Dessa forma, sugere, a médio e longo prazos os custos com energia elétrica para bombeamentos das águas, seriam reduzidos e proporcionariam uma significativa economia de manutenção.
O parecer técnico apresentado pelo deputado federal e ex-ministro do Desenvolvimento Agrário no governo FHC, Raul Jungmann, coincide com os argumentos encaminhados pelo vice-governador de Pernambuco, Mendonça Filho, ao ministro Ciro Gomes. Entretanto, segundo o parlamentar, o governo estadual teria se limitado a entregar o documento, quando deveria ter levado o tema para uma grande discussão por meio da mídia e da comunidade científica. O PPS acha que o Ministério da Integração não foi contestado no momento oportuno e o estado começou a perder a corrida pelos interesses econômicos e de repercussão social que cercam o plano de desvios das águas do São Francisco.
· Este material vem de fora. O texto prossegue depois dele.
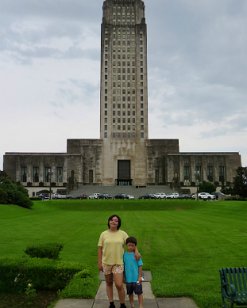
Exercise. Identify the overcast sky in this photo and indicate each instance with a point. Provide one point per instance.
(50, 71)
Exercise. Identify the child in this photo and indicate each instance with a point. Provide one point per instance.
(133, 272)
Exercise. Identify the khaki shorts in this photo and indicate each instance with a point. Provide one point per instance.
(113, 269)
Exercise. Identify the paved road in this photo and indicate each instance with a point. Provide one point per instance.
(150, 301)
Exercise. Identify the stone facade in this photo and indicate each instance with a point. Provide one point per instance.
(123, 155)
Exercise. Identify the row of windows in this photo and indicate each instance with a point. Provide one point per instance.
(45, 175)
(124, 91)
(124, 135)
(123, 106)
(124, 127)
(123, 63)
(123, 84)
(117, 32)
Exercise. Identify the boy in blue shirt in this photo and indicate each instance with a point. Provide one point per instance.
(133, 272)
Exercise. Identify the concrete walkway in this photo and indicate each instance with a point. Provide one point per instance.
(150, 301)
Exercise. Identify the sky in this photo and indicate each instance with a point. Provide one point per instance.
(50, 73)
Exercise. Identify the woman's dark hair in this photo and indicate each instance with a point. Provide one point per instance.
(131, 240)
(119, 221)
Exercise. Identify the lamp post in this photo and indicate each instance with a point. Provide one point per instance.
(49, 177)
(197, 176)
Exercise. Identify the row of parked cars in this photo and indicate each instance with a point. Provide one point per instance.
(174, 195)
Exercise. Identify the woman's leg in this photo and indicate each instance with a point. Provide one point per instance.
(109, 286)
(118, 279)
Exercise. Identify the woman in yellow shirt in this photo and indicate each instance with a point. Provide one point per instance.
(110, 258)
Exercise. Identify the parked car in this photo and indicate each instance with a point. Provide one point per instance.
(121, 196)
(147, 196)
(172, 196)
(104, 196)
(219, 195)
(160, 195)
(204, 196)
(94, 196)
(185, 196)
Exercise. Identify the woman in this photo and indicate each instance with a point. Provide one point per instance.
(110, 258)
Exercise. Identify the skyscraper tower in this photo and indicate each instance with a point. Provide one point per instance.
(123, 97)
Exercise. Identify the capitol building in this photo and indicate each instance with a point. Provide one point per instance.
(123, 155)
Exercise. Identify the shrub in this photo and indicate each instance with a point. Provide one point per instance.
(44, 274)
(83, 284)
(12, 192)
(49, 250)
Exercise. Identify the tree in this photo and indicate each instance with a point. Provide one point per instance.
(240, 182)
(207, 187)
(12, 192)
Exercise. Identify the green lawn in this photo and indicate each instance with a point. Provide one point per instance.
(183, 243)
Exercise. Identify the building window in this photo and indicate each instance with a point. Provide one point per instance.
(222, 174)
(23, 174)
(59, 174)
(186, 172)
(210, 173)
(36, 174)
(47, 174)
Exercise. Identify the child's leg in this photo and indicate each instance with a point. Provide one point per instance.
(140, 300)
(131, 298)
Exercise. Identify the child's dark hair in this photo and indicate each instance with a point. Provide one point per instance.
(119, 221)
(131, 240)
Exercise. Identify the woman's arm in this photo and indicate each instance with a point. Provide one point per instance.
(137, 254)
(100, 266)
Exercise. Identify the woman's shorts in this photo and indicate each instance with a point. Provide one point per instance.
(113, 269)
(134, 287)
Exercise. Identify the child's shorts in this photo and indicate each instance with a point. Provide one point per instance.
(134, 287)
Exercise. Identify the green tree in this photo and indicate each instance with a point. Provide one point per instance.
(240, 182)
(12, 192)
(207, 187)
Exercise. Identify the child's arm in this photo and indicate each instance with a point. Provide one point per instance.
(137, 254)
(140, 274)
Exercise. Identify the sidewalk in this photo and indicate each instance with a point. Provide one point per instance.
(150, 301)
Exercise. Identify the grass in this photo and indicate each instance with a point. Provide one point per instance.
(183, 243)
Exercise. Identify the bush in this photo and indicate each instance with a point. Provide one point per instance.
(83, 284)
(43, 274)
(50, 250)
(12, 192)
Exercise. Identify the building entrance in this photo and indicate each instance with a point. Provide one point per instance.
(124, 174)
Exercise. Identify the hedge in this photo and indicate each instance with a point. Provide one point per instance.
(83, 284)
(43, 274)
(47, 250)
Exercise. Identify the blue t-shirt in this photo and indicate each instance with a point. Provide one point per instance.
(131, 267)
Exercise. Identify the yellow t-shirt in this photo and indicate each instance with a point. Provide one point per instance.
(112, 243)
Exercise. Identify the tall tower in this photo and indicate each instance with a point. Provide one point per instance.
(123, 97)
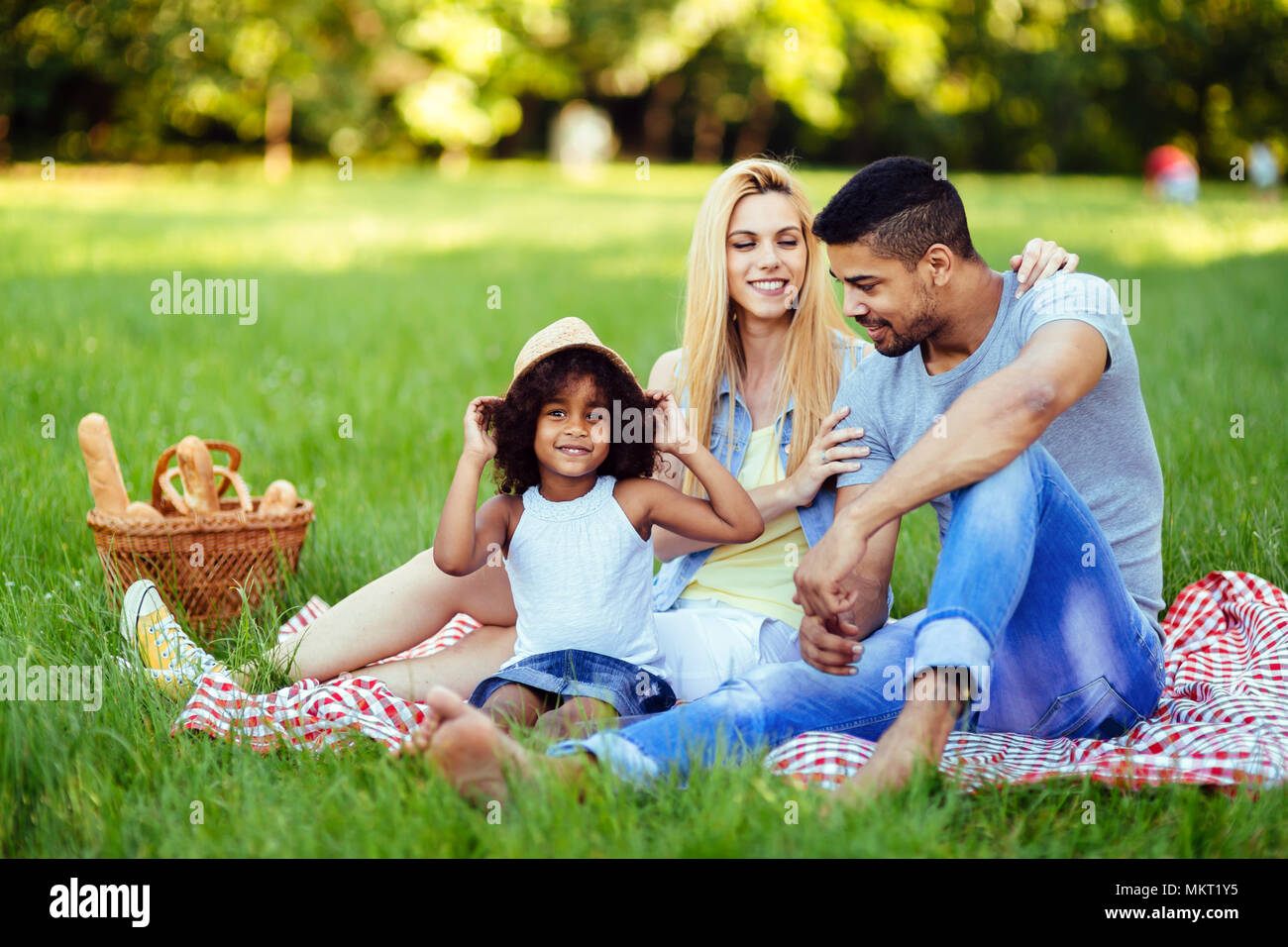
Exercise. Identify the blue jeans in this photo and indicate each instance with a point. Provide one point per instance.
(1026, 595)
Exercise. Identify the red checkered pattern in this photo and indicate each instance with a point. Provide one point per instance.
(310, 714)
(1223, 718)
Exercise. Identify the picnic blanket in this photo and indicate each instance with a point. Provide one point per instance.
(1223, 718)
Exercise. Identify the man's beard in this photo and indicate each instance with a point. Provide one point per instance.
(918, 329)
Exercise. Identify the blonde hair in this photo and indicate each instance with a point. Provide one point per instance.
(810, 369)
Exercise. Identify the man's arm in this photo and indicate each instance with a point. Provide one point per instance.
(988, 427)
(829, 642)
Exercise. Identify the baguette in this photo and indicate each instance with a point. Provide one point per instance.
(102, 466)
(197, 474)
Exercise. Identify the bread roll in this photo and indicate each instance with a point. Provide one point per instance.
(279, 497)
(101, 464)
(197, 474)
(143, 510)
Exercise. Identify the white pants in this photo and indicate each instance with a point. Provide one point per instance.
(706, 642)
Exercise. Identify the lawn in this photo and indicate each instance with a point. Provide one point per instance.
(374, 304)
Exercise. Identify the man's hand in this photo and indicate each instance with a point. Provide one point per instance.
(824, 569)
(831, 644)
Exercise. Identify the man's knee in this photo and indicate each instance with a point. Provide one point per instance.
(1021, 475)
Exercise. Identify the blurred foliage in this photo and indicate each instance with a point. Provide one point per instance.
(1001, 84)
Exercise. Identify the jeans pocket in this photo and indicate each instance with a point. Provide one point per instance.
(1095, 710)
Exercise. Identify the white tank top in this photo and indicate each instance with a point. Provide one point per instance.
(583, 579)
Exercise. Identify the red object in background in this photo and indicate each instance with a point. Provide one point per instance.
(1167, 158)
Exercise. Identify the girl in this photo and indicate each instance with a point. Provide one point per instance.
(758, 369)
(574, 519)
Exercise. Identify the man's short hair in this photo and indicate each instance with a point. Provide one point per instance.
(900, 209)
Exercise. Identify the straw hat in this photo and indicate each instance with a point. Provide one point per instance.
(566, 334)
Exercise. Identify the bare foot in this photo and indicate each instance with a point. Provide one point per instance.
(913, 740)
(468, 748)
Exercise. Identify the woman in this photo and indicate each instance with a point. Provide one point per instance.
(764, 351)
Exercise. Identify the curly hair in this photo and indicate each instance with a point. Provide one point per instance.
(513, 421)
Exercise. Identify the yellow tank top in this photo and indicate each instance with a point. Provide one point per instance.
(758, 575)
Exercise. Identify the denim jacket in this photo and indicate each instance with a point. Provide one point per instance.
(815, 518)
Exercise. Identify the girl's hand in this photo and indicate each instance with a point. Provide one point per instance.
(478, 442)
(825, 459)
(1041, 258)
(670, 433)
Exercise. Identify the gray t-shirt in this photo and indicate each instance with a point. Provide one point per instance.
(1103, 444)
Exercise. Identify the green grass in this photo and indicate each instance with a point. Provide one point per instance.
(373, 303)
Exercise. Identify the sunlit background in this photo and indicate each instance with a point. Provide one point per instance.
(1021, 85)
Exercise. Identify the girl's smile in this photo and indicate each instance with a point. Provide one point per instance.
(574, 432)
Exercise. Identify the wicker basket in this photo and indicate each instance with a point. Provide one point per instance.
(201, 562)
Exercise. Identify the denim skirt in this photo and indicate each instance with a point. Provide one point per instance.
(629, 688)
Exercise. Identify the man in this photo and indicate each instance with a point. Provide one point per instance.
(1021, 423)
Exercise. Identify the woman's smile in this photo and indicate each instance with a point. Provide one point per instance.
(769, 287)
Para os representantes do PPS, o Canal do Sertão sugerido em substituição ao eixo Norte, "viabiliza concretamente um salto qualitativo para a economia de regiões pernambucanas com comprovada vocação econômica, algumas delas em acelerado desenvolvimento como nos casos do perímetro irrigado de fruticultura e do pólo gesseiro do Araripe."
De acordo com ele, resolverá questões seculares de abastecimento de água para cidades do semi-árido sertanejo. Suas interconexões com as bacias do Moxotó e do Pajeú irão alavancar as potencialidades da economia do estado. Para o PPS, o ramal do Agreste a partir do eixo Leste configura uma questão de estratégia de segurança hídrica com forte influência para a região metropolitana do Recife.